Bay Area Recycling for Charities was in The TICKer! Read our story below!
Andy Gale can find a use for just about anything. Used fryer oil? Convert that into biodiesel fuel, and that’s just the beginning.
Gale is the founder of Bay Area Recycling for Charities (BARC), a nonprofit organization whose net profits are donated to local charities. The company, which operates in Grand Traverse, Kalkaska, Antrim, Leelanau, Benzie, and Manistee counties, was founded by Gale in 2008. Gale, who moved from Chicago to Traverse City in 2008, had little knowledge about recycling, but was passionate about environmental sustainability.
“I didn’t know anything about recycling but I wanted to learn more about it,” says Gale. “And I wanted to be a better recycling and so I started the organization to learn about how it works, and how it functions, and what markets are there, and how those systems all work together.”
What started as a small operation with Gale driving a pickup truck and collecting recycled material from businesses and residences has quickly grew into an operation employing ten people with a fast-growing line of new products and services.

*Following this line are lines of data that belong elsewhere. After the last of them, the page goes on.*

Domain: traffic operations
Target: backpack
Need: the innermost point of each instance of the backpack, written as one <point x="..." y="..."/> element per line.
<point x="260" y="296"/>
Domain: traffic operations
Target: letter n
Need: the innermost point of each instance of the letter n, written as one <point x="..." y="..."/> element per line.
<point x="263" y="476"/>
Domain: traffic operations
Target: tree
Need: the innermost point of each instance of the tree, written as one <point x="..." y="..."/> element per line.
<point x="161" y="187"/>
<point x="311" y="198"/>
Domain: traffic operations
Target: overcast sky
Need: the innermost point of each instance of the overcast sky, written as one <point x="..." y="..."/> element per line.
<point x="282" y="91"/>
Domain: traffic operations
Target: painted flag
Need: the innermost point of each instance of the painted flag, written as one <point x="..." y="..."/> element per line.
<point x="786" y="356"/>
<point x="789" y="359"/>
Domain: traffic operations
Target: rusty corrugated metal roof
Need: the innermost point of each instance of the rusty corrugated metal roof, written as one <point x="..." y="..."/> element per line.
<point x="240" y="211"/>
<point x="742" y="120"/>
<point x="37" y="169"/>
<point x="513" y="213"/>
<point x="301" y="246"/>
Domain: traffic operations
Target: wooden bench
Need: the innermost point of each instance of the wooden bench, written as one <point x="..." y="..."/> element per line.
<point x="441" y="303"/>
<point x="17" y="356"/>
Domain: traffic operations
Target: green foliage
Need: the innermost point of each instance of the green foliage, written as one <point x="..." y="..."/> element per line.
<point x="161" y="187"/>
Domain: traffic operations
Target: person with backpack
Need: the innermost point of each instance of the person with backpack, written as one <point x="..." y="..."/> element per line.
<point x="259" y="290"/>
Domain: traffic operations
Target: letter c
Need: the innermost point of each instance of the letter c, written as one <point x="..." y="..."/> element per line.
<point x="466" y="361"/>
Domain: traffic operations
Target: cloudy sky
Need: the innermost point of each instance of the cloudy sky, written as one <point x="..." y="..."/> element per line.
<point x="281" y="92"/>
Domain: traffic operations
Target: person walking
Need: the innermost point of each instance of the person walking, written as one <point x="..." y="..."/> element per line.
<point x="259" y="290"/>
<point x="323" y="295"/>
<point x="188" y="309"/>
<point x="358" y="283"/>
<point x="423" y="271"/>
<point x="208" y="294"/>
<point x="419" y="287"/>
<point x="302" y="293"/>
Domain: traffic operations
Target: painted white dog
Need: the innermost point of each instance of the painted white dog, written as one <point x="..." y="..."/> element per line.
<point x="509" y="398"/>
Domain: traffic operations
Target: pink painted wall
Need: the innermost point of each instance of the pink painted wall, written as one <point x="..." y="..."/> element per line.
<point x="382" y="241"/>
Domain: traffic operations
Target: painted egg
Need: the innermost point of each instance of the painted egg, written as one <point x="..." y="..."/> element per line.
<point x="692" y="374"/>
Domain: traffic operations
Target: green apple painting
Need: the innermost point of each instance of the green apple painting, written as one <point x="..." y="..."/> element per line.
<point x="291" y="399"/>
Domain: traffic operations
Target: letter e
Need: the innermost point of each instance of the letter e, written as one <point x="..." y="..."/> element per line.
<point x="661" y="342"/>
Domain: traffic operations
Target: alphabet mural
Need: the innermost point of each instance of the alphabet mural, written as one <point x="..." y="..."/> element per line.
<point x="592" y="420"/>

As business grew, Gale had to hire more drivers to meet the demand for collecting recycled material. Once collected, the recycling is taken to a processing plant in Maple City; there, materials are sorted and then sold to brokers. According to Gale, BARC processes fifteen tons of cardboard, 3-6 tons of compost, 2-4 tons of recycling, and one ton of e-waste each week.
Soon BARC began offering a composting service.
“It involves carbon and nitrogen,” says Jordan Byron, who is manager of products and promotions at BARC. “The carbon comes from leaves, branches, and wood chips, so we started picking up yard waste from residents. The nitrogen comes from food, so we pick up food waste from Oryana, Great Wolf Lodge, the Little Fleet, and other places. You combine that and you keep turning it, and pretty soon within 200 days you’ve got some soil.”
Gale had more ideas for making sustainability a marketable enterprise, so he forayed into selling compostable plates and silverware, a venture that’s paying off already.
“For just the month of June this year we did a little over twenty five thousand dollars in compostable sales, and July is on its way to being somewhere between thirty and thirty five thousand,” says Byron.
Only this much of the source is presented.